OBJECTIVE: Infant mortality in British Columbia (BC) First Nations remains elevated relative to other residents. The p.P479L (c.1436C>T) variant of carnitine palmitoyltransferase 1 (CPT1A) is frequent in some aboriginal populations and may be associated with increased infant deaths. This work was initiated to determine the performance of acylcarnitine profiling for detecting this variant, to determine its frequency in BC, and to determine if it is associated with sudden infant deaths in this population.
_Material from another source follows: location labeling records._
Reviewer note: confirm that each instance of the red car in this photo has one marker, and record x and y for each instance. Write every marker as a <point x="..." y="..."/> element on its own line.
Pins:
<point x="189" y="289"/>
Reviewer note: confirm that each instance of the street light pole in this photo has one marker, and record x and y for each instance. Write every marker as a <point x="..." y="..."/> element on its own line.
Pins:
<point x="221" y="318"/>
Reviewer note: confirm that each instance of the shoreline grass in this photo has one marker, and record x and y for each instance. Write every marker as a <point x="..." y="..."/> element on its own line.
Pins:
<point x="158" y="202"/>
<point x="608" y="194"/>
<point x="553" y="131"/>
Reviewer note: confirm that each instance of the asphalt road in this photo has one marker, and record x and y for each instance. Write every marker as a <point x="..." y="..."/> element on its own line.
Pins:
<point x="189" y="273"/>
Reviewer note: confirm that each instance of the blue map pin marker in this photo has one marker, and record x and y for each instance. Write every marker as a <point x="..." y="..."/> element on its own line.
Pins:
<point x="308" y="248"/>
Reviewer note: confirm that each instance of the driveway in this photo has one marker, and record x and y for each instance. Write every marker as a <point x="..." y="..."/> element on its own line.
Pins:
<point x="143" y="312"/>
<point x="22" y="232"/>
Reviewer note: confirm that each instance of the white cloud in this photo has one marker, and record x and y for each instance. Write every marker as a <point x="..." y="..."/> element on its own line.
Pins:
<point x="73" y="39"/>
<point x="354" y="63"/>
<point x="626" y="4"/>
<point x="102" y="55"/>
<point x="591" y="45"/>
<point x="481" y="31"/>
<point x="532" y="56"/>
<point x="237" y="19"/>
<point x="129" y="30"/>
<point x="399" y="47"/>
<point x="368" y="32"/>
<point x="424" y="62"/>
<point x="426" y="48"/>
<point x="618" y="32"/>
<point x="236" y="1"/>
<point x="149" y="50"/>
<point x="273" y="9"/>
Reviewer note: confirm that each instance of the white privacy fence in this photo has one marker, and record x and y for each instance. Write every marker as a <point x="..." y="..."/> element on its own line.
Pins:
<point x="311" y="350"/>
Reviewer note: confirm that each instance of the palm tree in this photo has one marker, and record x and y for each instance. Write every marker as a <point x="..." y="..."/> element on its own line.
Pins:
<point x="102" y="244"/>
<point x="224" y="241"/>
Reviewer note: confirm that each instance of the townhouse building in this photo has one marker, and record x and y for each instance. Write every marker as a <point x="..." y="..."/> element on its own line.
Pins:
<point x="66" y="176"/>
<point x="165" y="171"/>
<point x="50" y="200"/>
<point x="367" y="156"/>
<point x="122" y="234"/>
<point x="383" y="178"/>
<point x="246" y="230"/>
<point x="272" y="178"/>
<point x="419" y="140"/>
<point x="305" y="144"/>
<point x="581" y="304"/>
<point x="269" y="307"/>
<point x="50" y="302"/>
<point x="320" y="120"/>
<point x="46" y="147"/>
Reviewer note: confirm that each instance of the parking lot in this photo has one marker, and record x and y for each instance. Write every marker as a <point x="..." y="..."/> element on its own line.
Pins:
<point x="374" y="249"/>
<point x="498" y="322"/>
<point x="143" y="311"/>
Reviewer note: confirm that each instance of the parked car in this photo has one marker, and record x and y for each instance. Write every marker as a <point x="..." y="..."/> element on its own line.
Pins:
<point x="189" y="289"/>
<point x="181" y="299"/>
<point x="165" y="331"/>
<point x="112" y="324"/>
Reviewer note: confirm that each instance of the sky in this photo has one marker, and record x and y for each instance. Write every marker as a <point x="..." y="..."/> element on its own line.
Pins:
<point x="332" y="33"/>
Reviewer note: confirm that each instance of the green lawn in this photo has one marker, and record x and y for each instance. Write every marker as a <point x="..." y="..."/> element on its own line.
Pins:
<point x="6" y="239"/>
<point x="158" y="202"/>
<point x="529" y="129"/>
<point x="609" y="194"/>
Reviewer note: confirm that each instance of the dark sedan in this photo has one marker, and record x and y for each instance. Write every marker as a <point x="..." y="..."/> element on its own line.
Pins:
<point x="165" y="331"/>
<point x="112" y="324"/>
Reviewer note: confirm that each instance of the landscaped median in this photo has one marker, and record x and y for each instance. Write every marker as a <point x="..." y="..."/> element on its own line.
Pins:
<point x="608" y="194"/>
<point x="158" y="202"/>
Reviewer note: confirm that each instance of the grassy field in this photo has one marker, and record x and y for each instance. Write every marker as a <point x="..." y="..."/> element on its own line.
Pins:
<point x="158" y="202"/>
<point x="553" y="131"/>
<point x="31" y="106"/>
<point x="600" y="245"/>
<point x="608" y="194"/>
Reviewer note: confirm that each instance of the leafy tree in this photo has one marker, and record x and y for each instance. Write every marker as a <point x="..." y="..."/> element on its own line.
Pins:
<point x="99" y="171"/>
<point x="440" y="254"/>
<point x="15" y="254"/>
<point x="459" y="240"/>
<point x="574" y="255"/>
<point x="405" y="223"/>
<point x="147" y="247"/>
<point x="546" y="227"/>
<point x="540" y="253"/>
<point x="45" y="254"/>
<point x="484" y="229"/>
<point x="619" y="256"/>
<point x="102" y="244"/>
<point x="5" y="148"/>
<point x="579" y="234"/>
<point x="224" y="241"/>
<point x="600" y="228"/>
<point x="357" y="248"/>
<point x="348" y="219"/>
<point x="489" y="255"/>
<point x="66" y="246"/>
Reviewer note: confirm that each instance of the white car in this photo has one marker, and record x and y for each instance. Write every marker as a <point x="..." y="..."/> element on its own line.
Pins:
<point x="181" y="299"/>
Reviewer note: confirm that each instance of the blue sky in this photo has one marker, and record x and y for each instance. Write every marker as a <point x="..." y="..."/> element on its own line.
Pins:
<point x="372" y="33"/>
METHODS: Newborn screening cards from all BC First Nations infants in 2004 and all sudden unexpected deaths in BC First Nations infants (1999-2009) were genotyped for the CPT1A p.P479L variant and linked to archival acylcarnitine data. RESULTS: The CPT1A p.P479L variant is frequent in BC First Nations but is not evenly distributed, with higher rates in coastal regions (up to 25% homozygosity) with historically increased infant mortality. There is also an overrepresentation of p.P479L homozygotes in unexpected infant deaths from these regions, with an odds ratio of 3.92 (95% confidence interval: 1.69-9.00). Acylcarnitine profiling will identify p.P479L homozygotes with a 94% sensitivity and specificity. CONCLUSIONS: The CPT1A p.P479L variant is common to some coastal BC First Nations, and homozygosity for this variant is associated with unexpected death in infancy. The high frequency of this variant in a wide range of coastal aboriginal communities, however, suggests a selective advantage, raising the possibility that this variant may have differing impacts on health depending on the environmental or developmental context.